Search code examples
c++stringworkflow

Finding all occurrences using rfind, flow challenges?


Following a c++ tutorial and teaching about find() the following code was implemented to search for all the "cat" occurrences in a string:

std::string input;
std::size_t i = 0, x_appearances = 0;
std::getline(std::cin,input);   
for(i = input.find("cat",0); i != std::string::npos; i=input.find("cat", i))
{
    ++x_appearances;
    ++i; //Move past the last discovered instance to avoid finding the same string
}

Then the tutorial challenges the apprentice to change find() for rfind(), and that's where the problems came in, first I tried what seemed to be the obvious approach:

for(i = input.rfind("cat",input.length()); i != std::string::npos; i=input.rfind("cat", i))
{
    ++x_appearances;
    --i; //Move past the last discovered instance to avoid finding the same string
}

but with this solution I fell into an infinite loop. Then I discovered that it was happening because the increment is performed before the condition check, and that the increment rfind() was always finding a match even with i==std::string::npos (if the match is on the beginning of the string, for example "cats"). My final solution came to be:

int n=input.length();
for(i = input.rfind("cat",input.length()); n>0 && i!=std::string::npos; i=input.rfind("cat", i))
{
    ++x_appearances;
    n=i;
    --i; //Move past the last discovered instance to avoid finding the same string
}

With n I can keep the track of the position in the string, and with it exit the for loop when the entire string had been searched.

So my question is: Is my approach correct? Did I need an extra variable or is there any other simpler way of doing this?


Solution

  • for(i = input.rfind("cat",input.length()); i != std::string::npos; i=input.rfind("cat", i))
    {
        ++x_appearances;
        --i; //Move past the last discovered instance to avoid finding the same string
    }
    

    The problem with the above is the --i inside the loop. Suppose the input string starts with "cat". Your algorithm will eventually find that "cat" with i being 0. Since you've declared i as a std::size_t, subtracting 1 from 0 results in the largest possible std::size_t. There's no warning, no overflow, no undefined behavior. This is exactly how unsigned integers must work, per the standard.

    Somehow you need to handle this special case. You could use an auxiliary variable and a more convoluted test in your loop.

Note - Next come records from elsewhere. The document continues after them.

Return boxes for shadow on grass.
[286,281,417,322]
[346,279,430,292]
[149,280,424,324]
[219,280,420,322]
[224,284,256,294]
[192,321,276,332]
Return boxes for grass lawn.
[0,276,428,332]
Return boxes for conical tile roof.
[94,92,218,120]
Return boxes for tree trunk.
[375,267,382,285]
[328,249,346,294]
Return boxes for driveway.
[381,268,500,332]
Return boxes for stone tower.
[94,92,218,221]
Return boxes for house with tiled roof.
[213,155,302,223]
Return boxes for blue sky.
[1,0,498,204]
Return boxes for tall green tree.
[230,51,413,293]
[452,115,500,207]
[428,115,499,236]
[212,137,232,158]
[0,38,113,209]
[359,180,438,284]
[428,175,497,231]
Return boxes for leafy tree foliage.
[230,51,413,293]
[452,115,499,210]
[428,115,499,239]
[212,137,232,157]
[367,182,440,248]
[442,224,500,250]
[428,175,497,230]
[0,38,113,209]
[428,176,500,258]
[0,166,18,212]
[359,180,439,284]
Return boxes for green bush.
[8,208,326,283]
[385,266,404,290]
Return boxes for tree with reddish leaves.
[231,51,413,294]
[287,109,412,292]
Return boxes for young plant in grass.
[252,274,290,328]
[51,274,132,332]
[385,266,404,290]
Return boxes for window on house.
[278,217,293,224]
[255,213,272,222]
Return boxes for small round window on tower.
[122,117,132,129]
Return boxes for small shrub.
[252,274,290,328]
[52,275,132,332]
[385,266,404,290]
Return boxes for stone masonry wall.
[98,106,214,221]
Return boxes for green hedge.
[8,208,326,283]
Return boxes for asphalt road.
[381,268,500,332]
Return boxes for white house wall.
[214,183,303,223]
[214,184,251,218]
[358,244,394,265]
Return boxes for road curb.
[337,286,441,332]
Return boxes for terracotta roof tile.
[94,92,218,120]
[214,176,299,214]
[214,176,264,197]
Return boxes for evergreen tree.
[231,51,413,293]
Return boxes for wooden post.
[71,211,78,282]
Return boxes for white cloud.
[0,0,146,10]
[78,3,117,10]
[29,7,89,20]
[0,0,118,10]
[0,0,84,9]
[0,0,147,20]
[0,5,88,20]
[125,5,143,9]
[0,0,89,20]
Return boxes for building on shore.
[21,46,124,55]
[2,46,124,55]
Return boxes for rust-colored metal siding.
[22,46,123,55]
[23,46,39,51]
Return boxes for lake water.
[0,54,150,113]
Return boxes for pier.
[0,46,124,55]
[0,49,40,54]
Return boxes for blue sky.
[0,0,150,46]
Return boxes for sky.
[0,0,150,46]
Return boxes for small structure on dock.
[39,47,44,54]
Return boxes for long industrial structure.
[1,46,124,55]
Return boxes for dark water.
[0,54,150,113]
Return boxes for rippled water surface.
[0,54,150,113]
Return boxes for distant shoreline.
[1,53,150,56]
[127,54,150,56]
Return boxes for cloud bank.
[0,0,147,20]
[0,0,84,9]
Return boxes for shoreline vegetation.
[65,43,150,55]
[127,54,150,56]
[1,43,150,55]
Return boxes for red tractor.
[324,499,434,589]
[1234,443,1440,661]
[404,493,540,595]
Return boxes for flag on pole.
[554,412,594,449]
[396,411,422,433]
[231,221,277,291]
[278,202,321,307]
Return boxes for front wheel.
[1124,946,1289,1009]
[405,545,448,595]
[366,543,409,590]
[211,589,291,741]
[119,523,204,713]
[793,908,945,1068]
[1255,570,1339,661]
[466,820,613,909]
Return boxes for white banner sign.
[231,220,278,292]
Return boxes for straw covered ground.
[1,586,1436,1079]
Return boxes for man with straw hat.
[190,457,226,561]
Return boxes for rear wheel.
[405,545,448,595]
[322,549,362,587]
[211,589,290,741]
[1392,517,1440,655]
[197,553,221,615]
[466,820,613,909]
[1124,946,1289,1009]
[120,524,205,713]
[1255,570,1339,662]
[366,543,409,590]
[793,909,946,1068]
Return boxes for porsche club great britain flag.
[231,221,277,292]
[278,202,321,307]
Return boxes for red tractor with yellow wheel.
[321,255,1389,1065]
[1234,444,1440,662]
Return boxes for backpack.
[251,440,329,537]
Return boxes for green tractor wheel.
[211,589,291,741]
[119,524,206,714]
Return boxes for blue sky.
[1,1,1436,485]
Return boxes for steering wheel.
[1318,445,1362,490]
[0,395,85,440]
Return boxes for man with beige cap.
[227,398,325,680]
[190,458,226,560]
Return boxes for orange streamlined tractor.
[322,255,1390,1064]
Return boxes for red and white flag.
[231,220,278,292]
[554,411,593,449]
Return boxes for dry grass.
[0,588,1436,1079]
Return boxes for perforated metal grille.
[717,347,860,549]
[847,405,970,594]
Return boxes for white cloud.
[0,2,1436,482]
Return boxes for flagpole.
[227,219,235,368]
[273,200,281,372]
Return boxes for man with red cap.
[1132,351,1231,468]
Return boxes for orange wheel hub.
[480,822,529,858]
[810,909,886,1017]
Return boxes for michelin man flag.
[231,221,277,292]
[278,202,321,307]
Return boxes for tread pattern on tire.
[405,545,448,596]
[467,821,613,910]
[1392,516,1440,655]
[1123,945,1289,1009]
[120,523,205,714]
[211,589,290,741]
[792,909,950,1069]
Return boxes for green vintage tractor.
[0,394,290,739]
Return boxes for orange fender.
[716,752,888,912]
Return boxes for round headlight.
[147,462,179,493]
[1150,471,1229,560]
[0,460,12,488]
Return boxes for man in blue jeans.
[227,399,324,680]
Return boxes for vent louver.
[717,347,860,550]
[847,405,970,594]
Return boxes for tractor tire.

An alternative is to keep your code simple and at the same time make it blatantly obvious you are explicitly handling this special case:

    for (i = input.rfind("cat"); i != std::string::npos; i=input.rfind("cat", i-1))
    {
        ++x_appearances;
        // Finding "cat" at the start means we're done.
        if (i == 0) {
           break;
        }
    }
    

    Note also that I've changed the loop statement a bit. The default value for pos is std::string::npos, which means search from the end of the string. There's no need for that second argument with the initializer. I also moved the --i into the update part of the for loop, changing input.rfind("cat",i) to input.rfind("cat",i-1). Since i is always positive at this point, there's no danger in subtracting one.